Dalam hal warna, celana jeans untuk pria tersedia dalam warna biru klasik, biru, hitam, abu-abu. Juga pakaian seperti itu dicat dengan warna-warna cerah, merah, oranye, hijau. Untuk pakaian sehari-hari dan acara-acara informal, jeans dengan warna apa pun cocok. Jika akan dipakai untuk pertemuan bisnis dan bekerja di kantor, warna klasik yang disukai adalah biru muda hingga hitam.
Bagaimana memilih celana jeans pria
Perhatikan karakteristik celana jeans untuk pria:
- Gaya apa yang dibutuhkan tergantung pada di mana jeans akan dikenakan. Untuk ke kantor cocok dengan model klasik dengan celana lurus atau sedikit meruncing. Untuk rekreasi, jalan-jalan di kota memilih jeans model apa pun.
- Sosok seorang pria sangat menentukan jeans apa yang cocok untuknya. Pada pria langsing bertubuh sedang terlihat bagus model apa pun. Jika ada kelebihan berat badan, pilih jeans klasik. Pria kurus lebih baik tidak memakai model skinny yang terlalu ketat atau jeans yang sangat tebal dan longgar.
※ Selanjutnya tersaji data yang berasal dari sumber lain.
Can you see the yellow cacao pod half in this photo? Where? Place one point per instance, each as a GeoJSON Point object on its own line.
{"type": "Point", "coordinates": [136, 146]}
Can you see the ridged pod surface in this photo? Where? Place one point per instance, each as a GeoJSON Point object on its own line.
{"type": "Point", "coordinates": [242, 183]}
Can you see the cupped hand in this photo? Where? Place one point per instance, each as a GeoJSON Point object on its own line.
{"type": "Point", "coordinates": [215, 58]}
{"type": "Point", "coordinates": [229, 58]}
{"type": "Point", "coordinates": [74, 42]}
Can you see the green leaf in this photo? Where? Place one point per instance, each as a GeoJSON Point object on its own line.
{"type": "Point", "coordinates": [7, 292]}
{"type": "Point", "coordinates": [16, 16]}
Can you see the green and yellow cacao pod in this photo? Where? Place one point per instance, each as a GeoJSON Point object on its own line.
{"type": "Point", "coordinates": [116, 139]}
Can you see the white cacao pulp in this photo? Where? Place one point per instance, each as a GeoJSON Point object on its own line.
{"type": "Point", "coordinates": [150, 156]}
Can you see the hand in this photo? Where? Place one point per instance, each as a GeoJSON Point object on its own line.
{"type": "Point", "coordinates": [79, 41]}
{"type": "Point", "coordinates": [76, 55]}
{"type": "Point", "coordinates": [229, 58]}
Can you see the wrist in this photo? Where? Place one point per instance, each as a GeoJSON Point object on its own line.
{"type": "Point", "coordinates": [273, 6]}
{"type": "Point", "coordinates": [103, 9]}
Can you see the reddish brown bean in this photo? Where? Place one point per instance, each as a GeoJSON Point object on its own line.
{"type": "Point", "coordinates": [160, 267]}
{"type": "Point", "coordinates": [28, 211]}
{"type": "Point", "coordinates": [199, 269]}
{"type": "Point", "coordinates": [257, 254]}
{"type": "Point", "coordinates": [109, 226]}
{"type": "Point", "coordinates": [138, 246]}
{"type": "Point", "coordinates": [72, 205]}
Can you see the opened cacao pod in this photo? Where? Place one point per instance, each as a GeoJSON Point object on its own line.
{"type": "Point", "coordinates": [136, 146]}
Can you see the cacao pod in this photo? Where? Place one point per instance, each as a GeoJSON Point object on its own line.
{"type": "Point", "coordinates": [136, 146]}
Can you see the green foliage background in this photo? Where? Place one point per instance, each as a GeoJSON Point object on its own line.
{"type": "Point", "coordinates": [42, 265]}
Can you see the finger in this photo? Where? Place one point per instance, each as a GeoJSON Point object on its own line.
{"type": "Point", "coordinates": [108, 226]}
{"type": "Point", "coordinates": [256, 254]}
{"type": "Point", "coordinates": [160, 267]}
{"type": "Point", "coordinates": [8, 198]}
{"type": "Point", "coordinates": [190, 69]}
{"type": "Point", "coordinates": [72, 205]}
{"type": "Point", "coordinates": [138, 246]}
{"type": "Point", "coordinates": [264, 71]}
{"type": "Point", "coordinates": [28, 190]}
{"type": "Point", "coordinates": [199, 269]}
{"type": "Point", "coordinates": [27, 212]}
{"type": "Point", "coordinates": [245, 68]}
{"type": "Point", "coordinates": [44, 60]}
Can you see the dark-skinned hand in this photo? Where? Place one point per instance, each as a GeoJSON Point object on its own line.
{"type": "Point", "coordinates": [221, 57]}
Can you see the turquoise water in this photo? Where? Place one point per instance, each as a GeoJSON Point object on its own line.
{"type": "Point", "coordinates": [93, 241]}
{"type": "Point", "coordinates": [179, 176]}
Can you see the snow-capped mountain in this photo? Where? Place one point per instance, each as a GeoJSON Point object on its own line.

- Bahan jeans terbuat dari denim tebal atau tipis. Itu dipilih sesuai dengan musim. Untuk musim panas, kain tipis sangat ideal, untuk musim gugur, musim dingin, dan musim semi - lebih padat.
Pilih jeans dari produsen berkualitas. Perhatikan bagaimana jahitannya dibuat, apakah tidak ada benang yang menempel. Tentukan ukuran akan membantu tabel ukuran dan sebutan pada label jeans.